Rare Element Resources, Ltd. is a publicly traded, strategic materials company focused on delivering rare earth products for technology, energy and defense applications by advancing the Bear Lodge Critical Rare Earth Project in northeast Wyoming. Bear Lodge is a significant mineralized district containing many of the less common, more valuable, critical rare earths that are essential for high-strength permanent magnets, electronics, fiber optics, laser systems for health and defense, as well as many evolving technologies like hybrid cars, solar panels and wind turbines. In addition to the Bear Lodge Rare Earth Project, the Company controls the Sundance gold project which is located on the same property in Wyoming.

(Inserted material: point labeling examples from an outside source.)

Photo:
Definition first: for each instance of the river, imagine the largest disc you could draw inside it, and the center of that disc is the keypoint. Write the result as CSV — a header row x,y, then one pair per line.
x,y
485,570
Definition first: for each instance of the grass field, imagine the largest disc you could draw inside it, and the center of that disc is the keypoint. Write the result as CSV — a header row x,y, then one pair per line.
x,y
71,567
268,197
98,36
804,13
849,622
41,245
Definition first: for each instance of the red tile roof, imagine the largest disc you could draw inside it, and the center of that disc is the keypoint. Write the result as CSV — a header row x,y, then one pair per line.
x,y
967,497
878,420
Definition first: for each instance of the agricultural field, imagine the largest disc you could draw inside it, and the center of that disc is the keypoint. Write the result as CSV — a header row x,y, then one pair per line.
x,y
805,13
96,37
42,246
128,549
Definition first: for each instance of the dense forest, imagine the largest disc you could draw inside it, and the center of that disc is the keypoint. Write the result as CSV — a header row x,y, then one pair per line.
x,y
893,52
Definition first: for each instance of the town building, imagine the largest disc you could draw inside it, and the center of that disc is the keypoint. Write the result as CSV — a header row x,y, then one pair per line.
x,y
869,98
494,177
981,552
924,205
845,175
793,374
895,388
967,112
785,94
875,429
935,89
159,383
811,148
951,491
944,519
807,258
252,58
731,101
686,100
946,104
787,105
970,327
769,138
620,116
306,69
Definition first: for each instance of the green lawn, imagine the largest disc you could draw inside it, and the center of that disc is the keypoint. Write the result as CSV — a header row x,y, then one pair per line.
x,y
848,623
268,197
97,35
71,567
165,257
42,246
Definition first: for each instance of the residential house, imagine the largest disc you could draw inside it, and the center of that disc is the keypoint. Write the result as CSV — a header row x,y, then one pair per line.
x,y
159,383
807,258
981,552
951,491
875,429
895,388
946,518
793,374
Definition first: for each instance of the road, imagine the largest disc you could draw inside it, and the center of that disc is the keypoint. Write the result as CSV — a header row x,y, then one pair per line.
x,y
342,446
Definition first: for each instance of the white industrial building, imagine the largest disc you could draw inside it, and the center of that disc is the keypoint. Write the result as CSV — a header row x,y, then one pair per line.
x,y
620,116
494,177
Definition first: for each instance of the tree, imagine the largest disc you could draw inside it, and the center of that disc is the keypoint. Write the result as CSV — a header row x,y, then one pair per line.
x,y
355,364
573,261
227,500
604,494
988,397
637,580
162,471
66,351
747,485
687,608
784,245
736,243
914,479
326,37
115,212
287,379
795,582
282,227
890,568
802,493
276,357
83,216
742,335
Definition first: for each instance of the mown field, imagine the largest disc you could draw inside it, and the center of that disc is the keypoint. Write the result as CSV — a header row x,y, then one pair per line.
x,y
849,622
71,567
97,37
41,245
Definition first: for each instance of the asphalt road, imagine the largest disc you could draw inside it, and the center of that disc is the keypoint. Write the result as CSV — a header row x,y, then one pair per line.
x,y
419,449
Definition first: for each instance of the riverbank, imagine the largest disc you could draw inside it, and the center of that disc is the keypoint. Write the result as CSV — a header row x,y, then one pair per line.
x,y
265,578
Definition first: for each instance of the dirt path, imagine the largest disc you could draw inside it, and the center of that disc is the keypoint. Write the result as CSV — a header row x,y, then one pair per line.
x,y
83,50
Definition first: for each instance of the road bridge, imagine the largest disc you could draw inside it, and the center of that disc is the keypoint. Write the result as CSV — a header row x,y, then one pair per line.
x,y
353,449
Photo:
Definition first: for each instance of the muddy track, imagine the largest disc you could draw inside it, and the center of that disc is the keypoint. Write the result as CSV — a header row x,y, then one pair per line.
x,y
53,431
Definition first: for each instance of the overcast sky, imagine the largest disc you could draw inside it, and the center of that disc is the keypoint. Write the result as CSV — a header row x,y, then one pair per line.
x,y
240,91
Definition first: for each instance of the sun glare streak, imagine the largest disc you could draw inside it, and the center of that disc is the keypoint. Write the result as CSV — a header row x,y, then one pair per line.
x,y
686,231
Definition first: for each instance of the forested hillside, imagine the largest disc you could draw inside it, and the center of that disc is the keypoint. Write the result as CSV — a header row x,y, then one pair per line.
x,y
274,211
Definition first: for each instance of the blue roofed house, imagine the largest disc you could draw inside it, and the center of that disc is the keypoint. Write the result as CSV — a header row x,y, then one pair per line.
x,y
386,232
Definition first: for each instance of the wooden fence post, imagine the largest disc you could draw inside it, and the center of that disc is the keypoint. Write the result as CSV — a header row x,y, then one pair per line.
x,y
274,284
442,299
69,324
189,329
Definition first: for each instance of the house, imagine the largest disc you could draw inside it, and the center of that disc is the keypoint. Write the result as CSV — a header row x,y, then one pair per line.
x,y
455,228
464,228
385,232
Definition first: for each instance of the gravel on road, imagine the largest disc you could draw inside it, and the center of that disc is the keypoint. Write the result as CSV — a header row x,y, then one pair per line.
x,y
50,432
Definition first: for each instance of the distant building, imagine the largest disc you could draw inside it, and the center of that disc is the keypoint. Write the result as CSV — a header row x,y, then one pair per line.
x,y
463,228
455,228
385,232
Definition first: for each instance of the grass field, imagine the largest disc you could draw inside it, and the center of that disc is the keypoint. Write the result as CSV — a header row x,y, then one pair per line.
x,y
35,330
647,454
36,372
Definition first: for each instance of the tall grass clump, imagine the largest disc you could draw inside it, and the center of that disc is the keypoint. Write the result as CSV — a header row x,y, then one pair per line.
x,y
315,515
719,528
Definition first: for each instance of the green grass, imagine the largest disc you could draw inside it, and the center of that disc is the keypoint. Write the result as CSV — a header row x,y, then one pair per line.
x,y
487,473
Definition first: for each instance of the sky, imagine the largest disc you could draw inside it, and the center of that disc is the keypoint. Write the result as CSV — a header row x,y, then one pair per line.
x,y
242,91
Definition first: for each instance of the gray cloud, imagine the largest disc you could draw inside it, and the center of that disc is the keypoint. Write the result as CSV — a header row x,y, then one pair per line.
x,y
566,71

This news release contains forward-looking statements within the meaning of securities legislation in the United States and Canada. Except for statements of historical fact, certain information contained herein constitutes forward-looking statements. Forward-looking statements are usually identified by our use of certain terminology, including “will,” “believes,” “may,” “expects,” “should,” “seeks,” “anticipates,” “plans,” “has potential to,” or “intends,” or by discussions of strategy or intentions. Such forward-looking statements include statements regarding the Company’s plans to progress the project. Factors that could cause actual results to differ materially include, but are not limited to, the Company’s ability to remain compliant with U.S. Securities and Exchange Commission (the “SEC”) reporting requirements, the impact of the care-and-maintenance program on the project, market conditions, and other matters discussed under the caption “Risk Factors” in our Annual Report on Form 10-K for the fiscal year ended December 31, 2016, and our other periodic and current reports filed with the SEC and available on www.sec.gov and with the Canadian securities commissions available on www.sedar.com. There can be no assurance that future developments affecting the Company will be those anticipated by management. Please refer to the discussion of these and other uncertainties and risk factors set out in our filings made from time to time with the SEC and the Canadian regulators, including, without limitation, our reports on Form 10-K and Form 10-Q. Any forward-looking statement made by us in this news release is based only on information currently available to us and speaks only as of the date on which it is made. While we may elect to update our forward-looking statements at any time, we undertake no obligation to publicly update any forward-looking statement, whether written or oral, that may be made from time to time, whether as a result of new information, future developments or otherwise.